Wiecie, co Wam powiem? Jestem urzeczona tą historią! Z zapartym tchem przewracałam kolejne stronice książki, aby dowiedzieć się, co też za chwilę się wydarzy. Nowa odsłona znanej baśni bardzo mi się spodobała. Miałam wrażenie, jakbym na nowo odkrywała znaną mi od dziecka historię. Choć teraz było nieporównywalnie lepiej, niż kiedyś. To już nie urocza i ckliwa opowiastka dla dzieci z jakże cudownym happy endem. Nie, tu mamy do czynienia z prawdziwym życiem, problemami, walką o lepsze jutro. Skrywane sekrety, misternie prowadzone intrygi, widmo wojny, panująca zaraza zbierająca krwawe żniwo, podstęp i zdrada, a gdzieś pomiędzy tym wszystkim rozwijające się uczucie, które połączyło dwoje młodych ludzi. To wszystko odnajdziemy w debiutanckiej powieści Marissy Meyer. To i jeszcze więcej, gdyż nie sposób powiedzieć tu o wszystkim, bez zdradzania szczegółów z historii bohaterów. A jeśli już o nich mowa, to są oni bardzo ciekawie wykreowani przez autorkę. Cinder nie sposób nie polubić, Kai zauroczy każdą nastolatkę (ale nie tylko!), macochę głównej bohaterki znienawidzimy, a samą królową Luny będziemy mieli ochotę własnoręcznie zabić. Bohaterowie nie są płascy, są wielowymiarowi. Każdy znajduje się na swoim miejscu i bezbłędnie odgrywa narzuconą mu rolę.

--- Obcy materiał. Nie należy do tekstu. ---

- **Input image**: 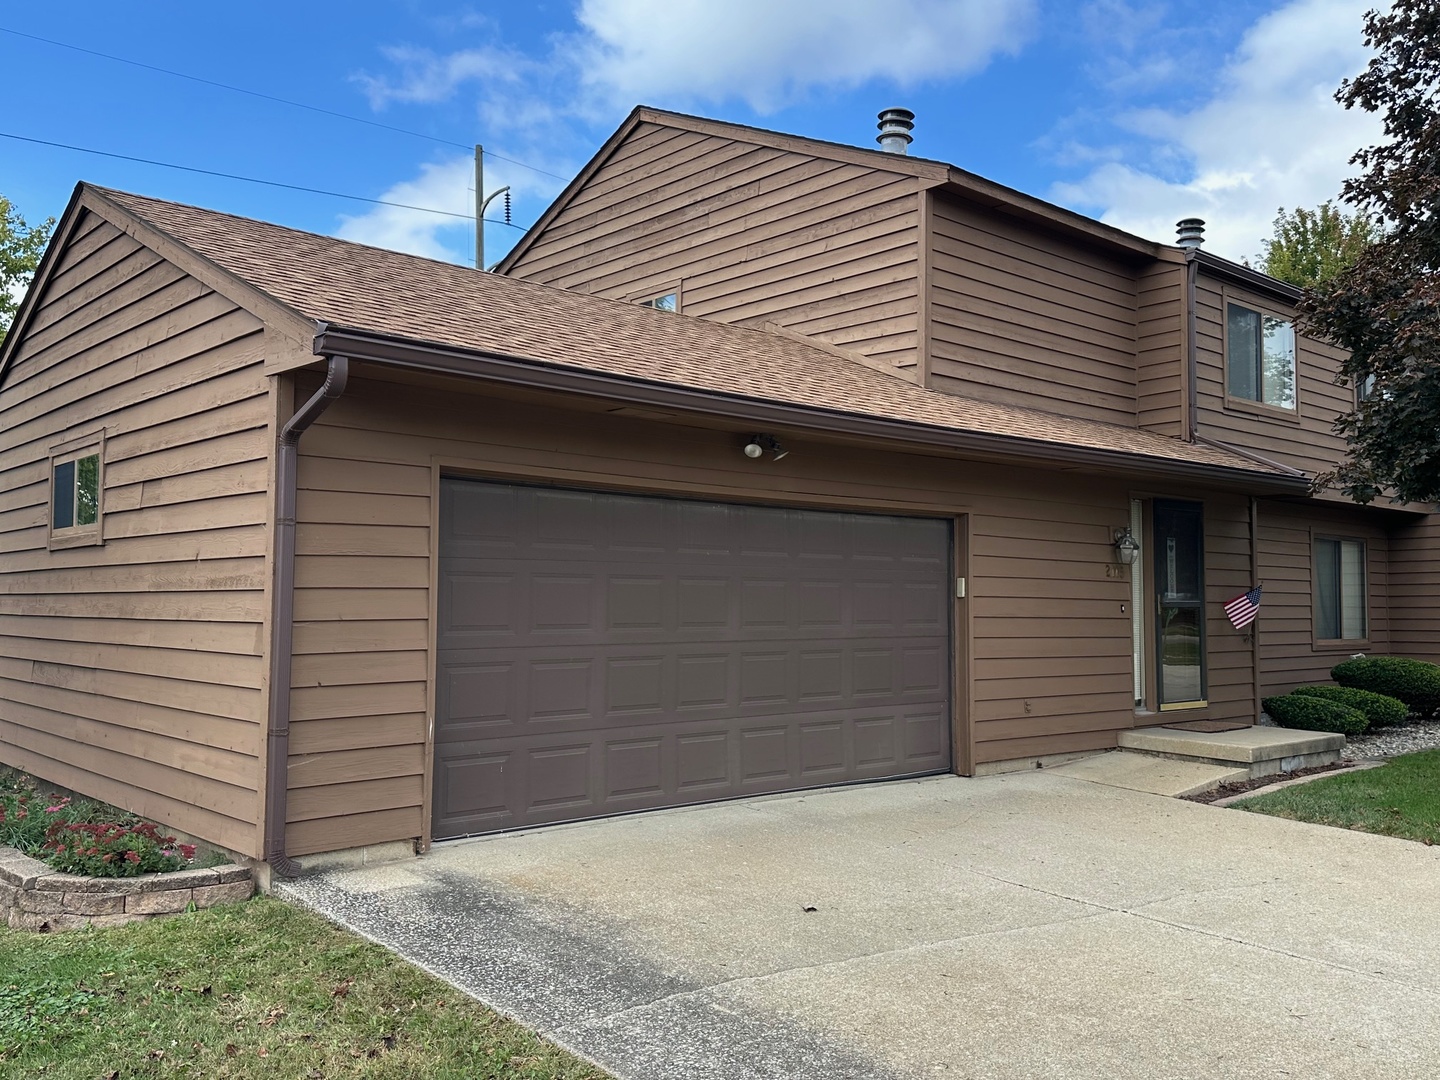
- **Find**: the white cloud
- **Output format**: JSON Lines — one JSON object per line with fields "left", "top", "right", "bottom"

Jeśli to był debiut literacki, to pani Meyer należy się wielki szacunek za to, co stworzyła. „Saga księżycowa. Cinder” od dziś należy do moich ulubionych powieści oraz wędruje na półkę z książkami, które nigdy nie opuszczą mojej biblioteczki. Do takiej historii aż się chce wracać! Nie sposób przejść obok niej obojętnie. Historia wciąga od samego początku aż do końca. A finał? Jest taki, że będziecie mieli ochotę czym prędzej sięgnąć po kontynuację, którą jest „Saga księżycowa. Scarlet”. Na mnie część druga czeka już na półce. Nie mogę się doczekać chwili, kiedy zaparzę sobie gorącej kawy, usiądę w ulubionym miejscu, otworzę książkę i zatopię się w lekturze. Tymczasem zachęcam Was do sięgnięcia po „Sagę księżycową. Cinder”. Będziecie mi jeszcze dziękować, że Was do tego namówiłam. Gorąco polecam!